Location
- 1310 South Ashland Avenue Chicago, Illinois 60608 United States
- Coordinates: 41°51′53″N 87°40′00″W﻿ / ﻿41.8647°N 87.6668°W

Information
- School type: Public
- Founded: 1929
- Closed: June 2016
- School district: Chicago Public Schools
- Grades: 5–12
- Gender: Coed
- Campus type: Urban
- Mascot: Mavericks

= Moses Montefiore Academy =

Moses Montefiore Academy (also known as Moses School or simply Montefiore) was a special school of the Chicago Public Schools (CPS). Established in 1929, The school was located Near West Side of Chicago, Illinois and served students with severe emotional disorders. The school closed in 2016, with the building being torn down in 2024.

==Background==
In 2010, the school had 62 students in grades 5–8. Prior to 2010 there had been a decline in enrollment and Micah Maidenberg of the Chicago Journal wrote that "Staff and administrators at Montefiore had feared closure". In 2010 CPS announced plans to add a high school division to Montefiore with a plan to make it a 6-12 school; at the time the district administration was recommending Bartholome De Las Casas Occupational School, which had 82 students, for closure. Ron Huberman, the CEO of CPS, stated that the Montefiore facility is superior to the De Las Casas facility for special education. Vice made a documentary series on the school, titled "Last Chance High."

As of April 2015, most Montefiore students had been expelled from other schools due to violent behavior. As of 2015 it served grades 7–9. As of August 2015, the Chicago Public Schools eliminated all students and most staff from the school (except an assistant principal and a clerk), but claimed that the school was not closed.
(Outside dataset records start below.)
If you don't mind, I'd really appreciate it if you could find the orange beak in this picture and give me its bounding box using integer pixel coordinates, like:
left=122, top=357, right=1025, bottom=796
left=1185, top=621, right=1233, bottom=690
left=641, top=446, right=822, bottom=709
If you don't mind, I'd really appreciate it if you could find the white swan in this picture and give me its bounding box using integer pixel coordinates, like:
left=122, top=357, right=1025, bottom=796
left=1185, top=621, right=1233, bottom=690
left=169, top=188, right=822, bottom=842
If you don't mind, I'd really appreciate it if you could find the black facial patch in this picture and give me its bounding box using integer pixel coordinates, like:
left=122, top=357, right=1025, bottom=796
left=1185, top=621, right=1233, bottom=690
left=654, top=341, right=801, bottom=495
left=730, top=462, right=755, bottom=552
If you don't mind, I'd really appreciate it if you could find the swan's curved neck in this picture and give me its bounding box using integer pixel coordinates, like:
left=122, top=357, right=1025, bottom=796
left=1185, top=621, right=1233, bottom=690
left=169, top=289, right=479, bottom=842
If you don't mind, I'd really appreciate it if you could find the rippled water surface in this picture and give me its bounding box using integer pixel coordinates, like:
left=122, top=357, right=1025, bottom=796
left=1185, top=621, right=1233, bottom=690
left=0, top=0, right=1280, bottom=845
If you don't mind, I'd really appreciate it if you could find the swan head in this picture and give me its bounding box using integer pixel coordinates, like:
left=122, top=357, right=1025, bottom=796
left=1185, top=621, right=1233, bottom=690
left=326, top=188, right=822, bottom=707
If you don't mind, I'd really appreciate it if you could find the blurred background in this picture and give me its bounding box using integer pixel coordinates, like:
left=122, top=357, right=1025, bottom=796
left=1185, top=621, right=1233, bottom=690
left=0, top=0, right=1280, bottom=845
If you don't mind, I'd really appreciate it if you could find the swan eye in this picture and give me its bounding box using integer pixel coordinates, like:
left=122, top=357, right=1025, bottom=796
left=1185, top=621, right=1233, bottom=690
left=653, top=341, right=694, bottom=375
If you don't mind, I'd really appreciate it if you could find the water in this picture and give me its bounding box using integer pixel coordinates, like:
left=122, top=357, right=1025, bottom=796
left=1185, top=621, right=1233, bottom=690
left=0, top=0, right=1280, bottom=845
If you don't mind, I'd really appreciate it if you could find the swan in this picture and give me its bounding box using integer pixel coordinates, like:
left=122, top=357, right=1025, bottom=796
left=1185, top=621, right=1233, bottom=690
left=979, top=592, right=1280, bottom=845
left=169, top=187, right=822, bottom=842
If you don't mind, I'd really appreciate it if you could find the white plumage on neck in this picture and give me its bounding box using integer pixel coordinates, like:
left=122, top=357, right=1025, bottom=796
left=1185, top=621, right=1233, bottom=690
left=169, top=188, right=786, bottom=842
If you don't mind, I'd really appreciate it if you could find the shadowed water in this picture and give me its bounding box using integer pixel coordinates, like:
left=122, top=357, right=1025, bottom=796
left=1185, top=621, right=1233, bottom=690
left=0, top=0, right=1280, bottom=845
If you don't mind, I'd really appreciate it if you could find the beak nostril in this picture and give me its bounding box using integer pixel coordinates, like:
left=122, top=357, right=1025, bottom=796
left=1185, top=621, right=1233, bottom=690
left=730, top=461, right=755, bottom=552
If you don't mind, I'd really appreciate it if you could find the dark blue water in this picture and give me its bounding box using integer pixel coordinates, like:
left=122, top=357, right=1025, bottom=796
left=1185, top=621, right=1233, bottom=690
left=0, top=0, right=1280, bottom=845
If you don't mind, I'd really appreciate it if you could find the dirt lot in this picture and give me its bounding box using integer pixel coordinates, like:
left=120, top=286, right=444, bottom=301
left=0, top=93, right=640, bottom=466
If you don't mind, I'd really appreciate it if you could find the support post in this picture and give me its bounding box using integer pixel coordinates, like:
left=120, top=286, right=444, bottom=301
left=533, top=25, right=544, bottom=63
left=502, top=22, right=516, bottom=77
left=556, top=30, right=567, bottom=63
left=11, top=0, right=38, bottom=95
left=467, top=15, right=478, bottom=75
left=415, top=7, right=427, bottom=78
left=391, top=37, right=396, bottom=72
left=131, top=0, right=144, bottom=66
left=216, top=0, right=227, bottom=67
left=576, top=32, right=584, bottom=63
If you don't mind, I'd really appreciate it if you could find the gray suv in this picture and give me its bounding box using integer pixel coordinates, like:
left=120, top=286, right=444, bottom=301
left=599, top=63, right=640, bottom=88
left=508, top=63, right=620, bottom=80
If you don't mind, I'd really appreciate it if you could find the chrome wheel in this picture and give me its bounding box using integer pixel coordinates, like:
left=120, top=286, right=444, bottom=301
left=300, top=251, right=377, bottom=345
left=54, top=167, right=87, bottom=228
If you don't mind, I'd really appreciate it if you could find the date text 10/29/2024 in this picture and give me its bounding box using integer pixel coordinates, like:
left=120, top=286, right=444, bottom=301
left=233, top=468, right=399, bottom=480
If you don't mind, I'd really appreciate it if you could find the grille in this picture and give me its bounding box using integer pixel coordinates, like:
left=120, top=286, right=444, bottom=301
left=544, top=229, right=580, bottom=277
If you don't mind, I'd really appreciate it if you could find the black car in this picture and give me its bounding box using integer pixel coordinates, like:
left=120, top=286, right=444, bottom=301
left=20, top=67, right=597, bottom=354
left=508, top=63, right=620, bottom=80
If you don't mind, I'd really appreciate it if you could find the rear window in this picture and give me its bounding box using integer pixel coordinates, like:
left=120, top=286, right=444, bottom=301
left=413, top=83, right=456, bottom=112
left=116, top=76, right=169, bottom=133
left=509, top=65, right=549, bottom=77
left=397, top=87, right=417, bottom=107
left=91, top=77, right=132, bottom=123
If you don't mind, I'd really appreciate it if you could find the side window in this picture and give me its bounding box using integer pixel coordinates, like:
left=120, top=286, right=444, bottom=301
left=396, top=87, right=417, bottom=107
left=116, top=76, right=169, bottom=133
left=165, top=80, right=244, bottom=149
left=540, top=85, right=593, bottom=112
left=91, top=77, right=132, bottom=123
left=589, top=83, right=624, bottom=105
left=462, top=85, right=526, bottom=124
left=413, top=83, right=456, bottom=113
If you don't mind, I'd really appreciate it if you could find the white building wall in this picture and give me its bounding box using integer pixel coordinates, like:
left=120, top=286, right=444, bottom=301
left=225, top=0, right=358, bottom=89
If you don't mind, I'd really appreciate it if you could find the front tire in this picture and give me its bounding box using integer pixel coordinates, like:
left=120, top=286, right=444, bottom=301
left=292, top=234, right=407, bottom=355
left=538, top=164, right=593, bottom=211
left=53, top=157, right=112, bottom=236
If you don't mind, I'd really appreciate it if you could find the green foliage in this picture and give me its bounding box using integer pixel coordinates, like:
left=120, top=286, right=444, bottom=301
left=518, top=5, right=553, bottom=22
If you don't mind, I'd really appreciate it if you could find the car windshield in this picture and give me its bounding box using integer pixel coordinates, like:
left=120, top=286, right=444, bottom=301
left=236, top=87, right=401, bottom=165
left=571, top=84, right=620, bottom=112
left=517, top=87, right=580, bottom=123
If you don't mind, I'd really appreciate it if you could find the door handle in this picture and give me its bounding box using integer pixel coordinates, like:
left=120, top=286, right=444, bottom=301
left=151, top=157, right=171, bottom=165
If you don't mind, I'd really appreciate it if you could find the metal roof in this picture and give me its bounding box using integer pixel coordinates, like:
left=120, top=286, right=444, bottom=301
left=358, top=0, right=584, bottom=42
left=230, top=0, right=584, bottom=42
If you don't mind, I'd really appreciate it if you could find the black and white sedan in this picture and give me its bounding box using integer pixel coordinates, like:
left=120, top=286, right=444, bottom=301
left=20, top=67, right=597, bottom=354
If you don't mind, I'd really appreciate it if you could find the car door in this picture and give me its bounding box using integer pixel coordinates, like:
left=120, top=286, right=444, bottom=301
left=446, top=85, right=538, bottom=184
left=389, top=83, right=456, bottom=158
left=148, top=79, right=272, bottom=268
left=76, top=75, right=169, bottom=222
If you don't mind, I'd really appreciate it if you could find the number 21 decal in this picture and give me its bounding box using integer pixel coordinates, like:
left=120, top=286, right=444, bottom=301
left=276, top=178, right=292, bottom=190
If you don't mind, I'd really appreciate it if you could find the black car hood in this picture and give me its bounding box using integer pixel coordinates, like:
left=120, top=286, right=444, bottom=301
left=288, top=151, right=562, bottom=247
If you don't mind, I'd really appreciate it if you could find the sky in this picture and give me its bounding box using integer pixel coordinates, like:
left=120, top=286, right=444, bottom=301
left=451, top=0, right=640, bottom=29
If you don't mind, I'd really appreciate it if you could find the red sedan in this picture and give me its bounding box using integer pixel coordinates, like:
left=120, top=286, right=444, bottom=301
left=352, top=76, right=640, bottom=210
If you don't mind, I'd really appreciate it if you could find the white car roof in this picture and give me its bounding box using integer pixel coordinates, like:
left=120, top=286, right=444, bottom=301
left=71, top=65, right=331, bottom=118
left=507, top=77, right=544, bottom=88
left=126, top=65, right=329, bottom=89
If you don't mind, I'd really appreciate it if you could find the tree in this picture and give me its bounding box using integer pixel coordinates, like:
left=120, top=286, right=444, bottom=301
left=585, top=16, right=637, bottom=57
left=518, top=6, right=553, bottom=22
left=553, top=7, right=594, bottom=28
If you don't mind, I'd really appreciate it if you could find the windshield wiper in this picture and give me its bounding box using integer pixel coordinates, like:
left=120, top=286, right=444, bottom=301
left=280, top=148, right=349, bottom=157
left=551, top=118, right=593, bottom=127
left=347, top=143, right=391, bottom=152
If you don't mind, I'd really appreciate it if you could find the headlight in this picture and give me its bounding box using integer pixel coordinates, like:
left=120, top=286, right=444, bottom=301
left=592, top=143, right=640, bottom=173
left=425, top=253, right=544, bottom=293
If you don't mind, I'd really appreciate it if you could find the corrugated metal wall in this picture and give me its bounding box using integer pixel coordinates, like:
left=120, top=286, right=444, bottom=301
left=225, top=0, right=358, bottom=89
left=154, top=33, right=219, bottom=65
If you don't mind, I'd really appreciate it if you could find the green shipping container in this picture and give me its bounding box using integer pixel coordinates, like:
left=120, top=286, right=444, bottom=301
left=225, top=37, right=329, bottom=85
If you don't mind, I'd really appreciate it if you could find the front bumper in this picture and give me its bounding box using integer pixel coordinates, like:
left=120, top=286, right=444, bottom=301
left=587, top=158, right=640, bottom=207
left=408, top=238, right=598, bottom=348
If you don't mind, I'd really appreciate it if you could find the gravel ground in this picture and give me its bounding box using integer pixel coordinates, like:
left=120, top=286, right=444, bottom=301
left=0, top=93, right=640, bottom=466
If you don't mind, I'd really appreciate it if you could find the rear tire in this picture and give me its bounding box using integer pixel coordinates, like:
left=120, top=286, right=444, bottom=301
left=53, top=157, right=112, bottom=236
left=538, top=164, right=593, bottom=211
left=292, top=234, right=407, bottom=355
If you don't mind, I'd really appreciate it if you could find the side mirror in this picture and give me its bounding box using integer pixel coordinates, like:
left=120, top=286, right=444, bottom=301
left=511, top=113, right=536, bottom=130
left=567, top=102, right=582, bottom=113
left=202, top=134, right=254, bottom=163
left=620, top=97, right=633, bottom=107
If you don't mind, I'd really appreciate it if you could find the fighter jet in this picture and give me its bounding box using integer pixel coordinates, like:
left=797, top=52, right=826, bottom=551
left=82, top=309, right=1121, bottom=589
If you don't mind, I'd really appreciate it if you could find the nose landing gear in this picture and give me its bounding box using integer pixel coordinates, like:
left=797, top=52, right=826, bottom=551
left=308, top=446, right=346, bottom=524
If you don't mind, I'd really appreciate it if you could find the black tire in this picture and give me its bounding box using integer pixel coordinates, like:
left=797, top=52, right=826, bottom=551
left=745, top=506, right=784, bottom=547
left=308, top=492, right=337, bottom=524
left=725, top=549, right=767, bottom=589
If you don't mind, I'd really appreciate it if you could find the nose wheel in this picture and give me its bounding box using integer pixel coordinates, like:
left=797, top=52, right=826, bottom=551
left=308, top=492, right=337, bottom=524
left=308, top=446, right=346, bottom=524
According to "Last Chance High" the parents were told the school was closed while the teachers were told they were getting more students in 2016. This was done so that no parents would know to show up for the "public hearings" to decide if the school should be shut down. Since no parents were told about public hearings or that the school was technically still open, they were forced to either put their children back into public schools where they were expelled from previously or pay for private therapeutic schools. The Chicago public school district stated that letters went sent to the parents regarding when hearings would be held but no parents ever received these letters. The school closed in 2016 and had been bought by another private school known as the Urban Prairie Waldorf School that opened in 2018 before it too shut down in June 2024. Teachers and administrators in the Chicago Public Schools often used the threat of "being sent to Montefiore" as an effective disciplinary tool. As of September 2024, the Montefiore Academy's building has been torn down, set to be replaced by new residential development.

===1988 shooting===

On September 22, 1988, 40-year-old Clemmie Henderson shot and killed officer Irma Ruiz and wounded her partner Gregory Jaglowski in the school. Also killed at the school was Arthur Baker, a custodial worker for the school, who was unloading trash when the gunfire erupted. Earlier, Henderson killed two people at Comet Auto Parts before arriving at Moses Montefiore. The shooting spree left five dead, including Henderson, who was shot dead by Jaglowski, and two others wounded.